Wendell & Wild


After the trauma of losing both her parents when she distracted her dad while he was driving, the now 13 year-old Kat Elliot (Lyric Ross) is getting a second chance after a troubled adolescence back in her home town at the Rust Bank Catholic School for Girls.  But the school’s principal, Father Level Bests (James Hong), may trade his soul to Irmgard (Maxine Peake) and Lane Klaxon (David Harewood) to keep it running in exchange for Klaxon Korp’s final takeover of the rundown town while the school’s wheelchair-bound school janitor Manberg (Igal Naor), who oddly resembles Marlon Brando, collects demons in the basement with the help of a magical teddy bear.  It’s Bearz-a-bub who informs two demons that the new student is a prime Hellmaiden candidate and once Kat has been so marked, she’ll be the ticket to escaping the underworld for “Wendell & Wild.”


Laura's Review: B

If that opening description sounds a little overstuffed be forewarned that it merely scratches the surface.  It is thrilling to greet the return of cowriter (with Jordan Peele)/director Henry Selick ("The Nightmare Before Christmas"), whose last stop motion animation project was deep sixed by John Lasseter at Pixar, and the artistry on display is everything one would expect but the story is so over-populated with characters and subplots it fails to reach his usual heights.  Still, his black heroine with green hair, knee high combat boots and dad’s Afro-Punk mixtape blaring from his vintage boombox with a bloodshot eyeball for a speaker is a startlingly original creation who keeps us invested in her loony journey.

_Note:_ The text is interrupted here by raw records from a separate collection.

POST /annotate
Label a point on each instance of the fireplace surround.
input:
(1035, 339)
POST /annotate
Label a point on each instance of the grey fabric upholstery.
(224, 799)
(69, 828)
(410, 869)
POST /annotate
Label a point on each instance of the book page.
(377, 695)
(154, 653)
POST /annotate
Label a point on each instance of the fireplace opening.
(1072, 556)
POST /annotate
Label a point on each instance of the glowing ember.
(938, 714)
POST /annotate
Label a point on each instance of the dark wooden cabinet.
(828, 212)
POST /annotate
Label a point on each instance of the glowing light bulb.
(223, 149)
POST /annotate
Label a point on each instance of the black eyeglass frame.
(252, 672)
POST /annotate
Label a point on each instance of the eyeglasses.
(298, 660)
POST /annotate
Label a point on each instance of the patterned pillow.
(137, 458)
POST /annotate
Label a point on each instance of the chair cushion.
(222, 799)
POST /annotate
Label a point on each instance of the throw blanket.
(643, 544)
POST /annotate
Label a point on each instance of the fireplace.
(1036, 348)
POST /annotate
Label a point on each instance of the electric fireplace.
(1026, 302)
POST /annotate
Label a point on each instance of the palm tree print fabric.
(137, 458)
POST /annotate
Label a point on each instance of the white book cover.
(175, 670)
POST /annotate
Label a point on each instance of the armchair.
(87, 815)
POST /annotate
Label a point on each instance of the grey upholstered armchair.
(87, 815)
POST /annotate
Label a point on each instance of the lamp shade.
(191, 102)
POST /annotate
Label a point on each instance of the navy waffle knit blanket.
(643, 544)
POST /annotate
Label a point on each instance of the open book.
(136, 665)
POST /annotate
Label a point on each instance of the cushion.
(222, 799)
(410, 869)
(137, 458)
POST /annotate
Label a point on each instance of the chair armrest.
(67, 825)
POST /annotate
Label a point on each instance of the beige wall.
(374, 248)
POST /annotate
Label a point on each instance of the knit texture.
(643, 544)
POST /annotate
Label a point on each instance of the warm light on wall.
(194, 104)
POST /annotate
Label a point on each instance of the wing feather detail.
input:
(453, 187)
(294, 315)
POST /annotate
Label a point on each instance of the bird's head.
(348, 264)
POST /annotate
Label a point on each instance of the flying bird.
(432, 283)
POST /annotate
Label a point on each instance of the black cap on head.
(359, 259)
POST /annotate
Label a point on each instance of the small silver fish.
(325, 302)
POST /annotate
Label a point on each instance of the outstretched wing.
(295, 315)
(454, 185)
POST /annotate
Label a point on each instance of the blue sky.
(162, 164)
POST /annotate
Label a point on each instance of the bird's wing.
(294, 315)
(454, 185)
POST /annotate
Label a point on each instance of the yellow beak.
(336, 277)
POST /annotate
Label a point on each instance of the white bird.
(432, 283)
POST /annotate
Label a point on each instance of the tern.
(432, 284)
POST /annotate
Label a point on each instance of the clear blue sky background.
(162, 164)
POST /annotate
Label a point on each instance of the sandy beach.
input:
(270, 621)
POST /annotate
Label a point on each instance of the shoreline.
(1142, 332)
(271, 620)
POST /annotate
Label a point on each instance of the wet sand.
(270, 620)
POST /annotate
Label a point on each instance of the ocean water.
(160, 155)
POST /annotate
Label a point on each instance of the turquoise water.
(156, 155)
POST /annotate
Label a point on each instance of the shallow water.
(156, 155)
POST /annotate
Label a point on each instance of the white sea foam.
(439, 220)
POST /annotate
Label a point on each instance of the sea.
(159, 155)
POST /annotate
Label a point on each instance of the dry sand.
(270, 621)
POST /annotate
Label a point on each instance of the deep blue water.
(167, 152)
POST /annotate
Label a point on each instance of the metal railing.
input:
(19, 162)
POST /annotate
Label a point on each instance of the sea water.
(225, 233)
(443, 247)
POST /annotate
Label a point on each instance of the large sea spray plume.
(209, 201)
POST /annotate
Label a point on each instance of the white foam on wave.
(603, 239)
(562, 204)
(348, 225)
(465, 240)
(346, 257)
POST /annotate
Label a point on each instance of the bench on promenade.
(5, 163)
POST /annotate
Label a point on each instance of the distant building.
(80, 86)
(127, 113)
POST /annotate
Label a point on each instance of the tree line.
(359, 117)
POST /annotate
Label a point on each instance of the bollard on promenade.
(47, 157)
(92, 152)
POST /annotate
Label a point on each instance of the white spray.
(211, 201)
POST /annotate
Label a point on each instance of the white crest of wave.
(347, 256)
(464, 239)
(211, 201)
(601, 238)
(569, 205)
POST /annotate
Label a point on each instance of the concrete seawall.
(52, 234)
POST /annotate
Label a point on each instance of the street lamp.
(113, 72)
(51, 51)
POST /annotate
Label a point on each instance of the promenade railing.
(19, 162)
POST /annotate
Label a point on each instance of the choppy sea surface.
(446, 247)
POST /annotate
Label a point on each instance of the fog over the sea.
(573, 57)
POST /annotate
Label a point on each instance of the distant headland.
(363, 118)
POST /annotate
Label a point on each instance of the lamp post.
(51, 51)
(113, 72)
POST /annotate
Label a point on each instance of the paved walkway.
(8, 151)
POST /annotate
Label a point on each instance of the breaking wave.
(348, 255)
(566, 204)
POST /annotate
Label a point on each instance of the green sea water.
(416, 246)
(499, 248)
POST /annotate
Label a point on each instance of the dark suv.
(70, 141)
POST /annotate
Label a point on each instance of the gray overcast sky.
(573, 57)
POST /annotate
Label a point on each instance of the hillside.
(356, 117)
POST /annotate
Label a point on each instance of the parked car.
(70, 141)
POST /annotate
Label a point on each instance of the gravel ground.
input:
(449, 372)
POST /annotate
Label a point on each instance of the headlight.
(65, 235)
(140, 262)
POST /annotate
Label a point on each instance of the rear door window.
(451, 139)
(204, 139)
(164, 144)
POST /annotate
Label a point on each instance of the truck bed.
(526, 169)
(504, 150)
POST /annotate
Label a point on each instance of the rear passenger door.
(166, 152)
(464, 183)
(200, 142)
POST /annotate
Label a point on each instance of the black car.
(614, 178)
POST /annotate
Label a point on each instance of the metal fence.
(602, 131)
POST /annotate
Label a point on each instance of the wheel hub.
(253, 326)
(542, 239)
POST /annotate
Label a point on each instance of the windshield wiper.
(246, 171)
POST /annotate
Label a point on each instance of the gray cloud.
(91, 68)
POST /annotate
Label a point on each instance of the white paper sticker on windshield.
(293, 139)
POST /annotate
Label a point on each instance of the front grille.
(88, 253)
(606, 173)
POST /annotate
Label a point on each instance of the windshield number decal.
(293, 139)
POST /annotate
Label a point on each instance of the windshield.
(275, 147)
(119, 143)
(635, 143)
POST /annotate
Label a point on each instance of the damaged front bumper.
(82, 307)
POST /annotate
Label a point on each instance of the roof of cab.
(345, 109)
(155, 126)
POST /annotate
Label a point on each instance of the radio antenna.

While Kat susses out her new school, suspicious of ‘welcoming committee’ Siobhan (Tamara Smart), Sweetie (Ramona Young) and Sloane (Seema Virdi) while gravitating towards shy trans student Raúl (Sam Zelaya), Selick introduces us to his titular characters (voiced by comedy due Key and Peele) toiling away for Lord of the Underworld and Ruler of the Scream Faire Buffalo Belzer (Ving Rhames).  They’re tasked with driving a cart across Belzer’s giant head applying hair cream to his hair plugs.  Wendell is annoyed by Wild’s habit of eating the cream for the ‘tickle in his tummy,’ but they make a startling discovery when their pet tick is squashed and the cream revives him.  Being able to revive the dead gives them the perfect ploy to get their Hellmaiden to help them escape the Underworld and bring their Dream Faire, the counterpart to their boss’s hellish amusement ‘park,’ to fruition.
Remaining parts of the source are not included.